GunnerySgtHartman mayhem_korner Fri, 01/05/2018 - 10:38 Permalink

Not too many = less than 50% of those who file federal income taxes in those states.

As for the 30 million filers that itemize, that's 30 million filers across the nation, which includes more than just high-tax states.

I am not saying that people in high-tax states won't take a hit.  I'm saying that I believe there aren't as many people in those states who itemize and take advantage of SALT as the politicians in these high-tax states claim.

If we were smart, we'd dump insane income taxes altogether at the national level and replace them with the FAIRTAX.

Still waiting for your data link.

In reply to by mayhem_korner

wcvarones Thu, 01/04/2018 - 22:02 Permalink

California's budget and economy is driven by stock market gains and Silicon Valley. S&P 2700 outweighs a lot of middle-class tax deductions.

Sid Davis Thu, 01/04/2018 - 22:08 Permalink

Screw these aholes living in communist utopias.  They could move if they had something other than sawdust in their craniums, but please, if you do, don't try to bring your worthless culture with you.
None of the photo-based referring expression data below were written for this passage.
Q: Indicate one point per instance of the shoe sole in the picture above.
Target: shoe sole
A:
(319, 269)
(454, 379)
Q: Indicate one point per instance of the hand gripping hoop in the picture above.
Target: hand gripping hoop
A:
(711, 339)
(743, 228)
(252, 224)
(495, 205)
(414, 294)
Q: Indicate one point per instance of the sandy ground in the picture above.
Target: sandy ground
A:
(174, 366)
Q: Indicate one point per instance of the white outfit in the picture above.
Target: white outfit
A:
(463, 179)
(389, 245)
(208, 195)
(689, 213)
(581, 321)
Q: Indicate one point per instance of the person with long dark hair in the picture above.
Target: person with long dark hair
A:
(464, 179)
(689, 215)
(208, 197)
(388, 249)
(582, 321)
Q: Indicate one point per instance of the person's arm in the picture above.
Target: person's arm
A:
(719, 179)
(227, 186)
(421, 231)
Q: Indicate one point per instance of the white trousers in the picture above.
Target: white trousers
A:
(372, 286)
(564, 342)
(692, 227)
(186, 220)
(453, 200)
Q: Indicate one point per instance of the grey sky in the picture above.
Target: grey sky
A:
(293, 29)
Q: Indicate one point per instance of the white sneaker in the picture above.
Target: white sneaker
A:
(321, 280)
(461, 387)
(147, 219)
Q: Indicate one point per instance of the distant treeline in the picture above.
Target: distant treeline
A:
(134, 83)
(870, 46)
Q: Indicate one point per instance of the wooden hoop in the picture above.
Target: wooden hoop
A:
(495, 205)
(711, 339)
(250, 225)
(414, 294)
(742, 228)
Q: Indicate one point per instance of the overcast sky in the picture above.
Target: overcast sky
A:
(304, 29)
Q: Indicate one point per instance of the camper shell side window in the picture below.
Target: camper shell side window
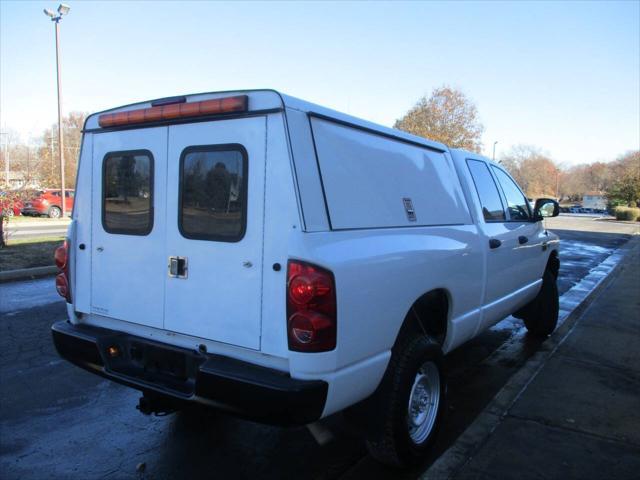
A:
(213, 192)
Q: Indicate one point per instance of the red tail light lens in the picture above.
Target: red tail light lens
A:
(62, 285)
(171, 111)
(311, 308)
(61, 257)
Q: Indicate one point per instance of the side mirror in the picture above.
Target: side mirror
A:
(545, 207)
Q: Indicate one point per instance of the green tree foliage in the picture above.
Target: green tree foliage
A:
(447, 116)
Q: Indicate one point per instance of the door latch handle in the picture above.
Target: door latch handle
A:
(177, 267)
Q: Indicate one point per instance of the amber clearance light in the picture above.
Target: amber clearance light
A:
(173, 111)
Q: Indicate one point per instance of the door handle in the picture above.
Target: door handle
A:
(177, 267)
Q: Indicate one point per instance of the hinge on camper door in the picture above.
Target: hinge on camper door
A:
(178, 267)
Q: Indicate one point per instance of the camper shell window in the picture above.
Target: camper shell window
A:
(127, 192)
(213, 192)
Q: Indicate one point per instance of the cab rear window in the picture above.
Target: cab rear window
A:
(127, 192)
(213, 192)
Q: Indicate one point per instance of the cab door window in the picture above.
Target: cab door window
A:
(517, 204)
(492, 208)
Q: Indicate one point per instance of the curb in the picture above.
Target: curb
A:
(26, 273)
(472, 439)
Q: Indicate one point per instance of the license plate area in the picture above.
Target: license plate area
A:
(159, 365)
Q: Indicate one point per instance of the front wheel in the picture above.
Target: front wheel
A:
(407, 409)
(541, 315)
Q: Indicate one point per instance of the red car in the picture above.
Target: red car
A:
(48, 203)
(9, 208)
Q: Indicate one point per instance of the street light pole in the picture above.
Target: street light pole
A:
(6, 158)
(62, 10)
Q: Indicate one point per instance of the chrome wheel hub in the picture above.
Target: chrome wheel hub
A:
(423, 402)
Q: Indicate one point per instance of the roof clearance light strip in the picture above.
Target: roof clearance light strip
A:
(235, 104)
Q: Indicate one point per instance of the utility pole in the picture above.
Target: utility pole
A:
(62, 10)
(6, 157)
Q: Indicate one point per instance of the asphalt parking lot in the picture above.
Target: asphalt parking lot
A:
(57, 421)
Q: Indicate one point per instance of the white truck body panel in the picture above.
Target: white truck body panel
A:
(366, 177)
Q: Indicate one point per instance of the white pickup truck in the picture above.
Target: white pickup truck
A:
(256, 253)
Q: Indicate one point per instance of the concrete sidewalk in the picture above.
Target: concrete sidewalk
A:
(579, 415)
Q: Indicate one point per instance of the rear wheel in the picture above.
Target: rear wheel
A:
(407, 409)
(541, 315)
(55, 212)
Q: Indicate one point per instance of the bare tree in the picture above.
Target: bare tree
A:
(447, 116)
(534, 171)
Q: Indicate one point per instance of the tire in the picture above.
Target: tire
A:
(406, 411)
(55, 212)
(541, 315)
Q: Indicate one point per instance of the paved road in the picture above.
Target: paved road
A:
(57, 421)
(41, 228)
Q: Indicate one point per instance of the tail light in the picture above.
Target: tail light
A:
(311, 308)
(61, 257)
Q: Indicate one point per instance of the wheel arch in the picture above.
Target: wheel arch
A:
(428, 315)
(553, 263)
max2205 Thu, 01/04/2018 - 22:08 Permalink

I am sure that those states will lower their taxes.... ha ha ha ha ha ha ha ha ha ha ha ha ha ha ha ha ha ha ha ha ha ha ha ha ha ha ha ha ha ha ha ha ha ha ha ha ha ha ha ha ha 

Mikeyyy Thu, 01/04/2018 - 22:10 Permalink

There are multiple ways around the limitations.  Changing state income taxes to withholding taxes is one.  Making taxes a charitable deduction is another.  Congress has given the blue states an incentive to change their tax structures.  And that's what they're gonna do.